It took Youngstown lawmakers four years to get from talking about traffic cameras to voting to place them in school zones, but the Ohio General Assembly may have the final say on the issue.
About a week after Youngstown City Council unanimously voted to install 10 cameras in school areas this summer, the House Transportation, Public Safety and Homeland Security Committee Wednesday approved legislation to prohibit communities from using traffic cameras to enforce speeding laws and red lights. The measure, which law enforcement officials strongly opposed, has been sent to the full House.
Speaker William G. Batchelder, R-Medina, said a vote could be held before the General Assembly breaks for the summer. The legislation would then move to the Senate, where President Keith Farber, R-Celina, says he does not yet have a gauge on the bill’s chances, according to the Cleveland Plain Dealer.
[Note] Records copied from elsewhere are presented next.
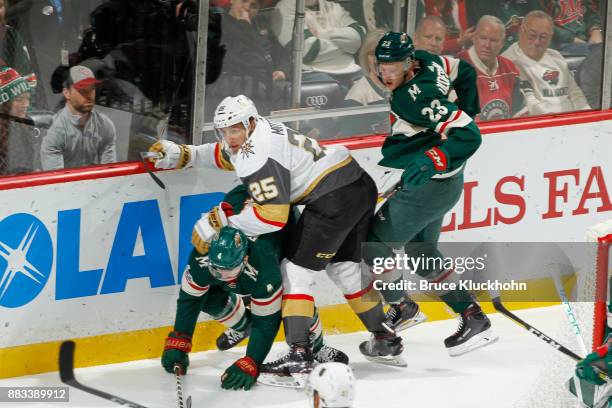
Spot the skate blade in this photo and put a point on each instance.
(285, 381)
(396, 361)
(419, 318)
(480, 340)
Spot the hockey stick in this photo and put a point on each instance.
(498, 305)
(179, 388)
(66, 366)
(145, 156)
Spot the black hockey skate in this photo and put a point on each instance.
(231, 337)
(329, 354)
(474, 332)
(384, 348)
(402, 316)
(291, 370)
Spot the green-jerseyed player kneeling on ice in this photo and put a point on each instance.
(431, 141)
(236, 270)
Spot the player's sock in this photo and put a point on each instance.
(474, 332)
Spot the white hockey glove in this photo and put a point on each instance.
(209, 225)
(173, 155)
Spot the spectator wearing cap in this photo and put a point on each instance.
(79, 135)
(13, 50)
(498, 77)
(545, 79)
(19, 143)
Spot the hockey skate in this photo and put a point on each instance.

If the measure becomes law, it would block the use of automated cameras and radar equipment, but would permit mobile cameras in school zones, so long as there are signs alerting drivers to their use and an officer is present to monitor the equipment, the Plain Dealer reported.
Given the uncertainty, Youngstown’s law department may want to explore its options, including the use of mobile cameras.
Proponents of traffic cameras, led by law enforcement agencies, argue that the streets have been made safer. But critics contend that citizens are denied due process that they would be guaranteed if their traffic ticket had been issued by a police officer.
But while Youngstown may be facing a setback with the installation of the traffic cameras, there is nothing to prevent the administration of Mayor Charles Sammarone from proceeding with the installation of surveillance cameras on West Federal Street downtown and on the South Side near St. Dominic Church.
The city has been seeking proposals and should move quickly to make the project a reality.
As we have noted in this space, surveillance cameras have not only proved to be a deterrent to crime in cities around the country that are using them extensively, but are also an important investigative tool when a crime is committed.
Yes, we have long worried about the cost a free society must bear in the name of safety. Civil liberties are not to be surrendered lightly. But we also acknowledge that the reality on the ground requires drastic action.
As the temperature rises, so will the crime rate in the city of Youngstown.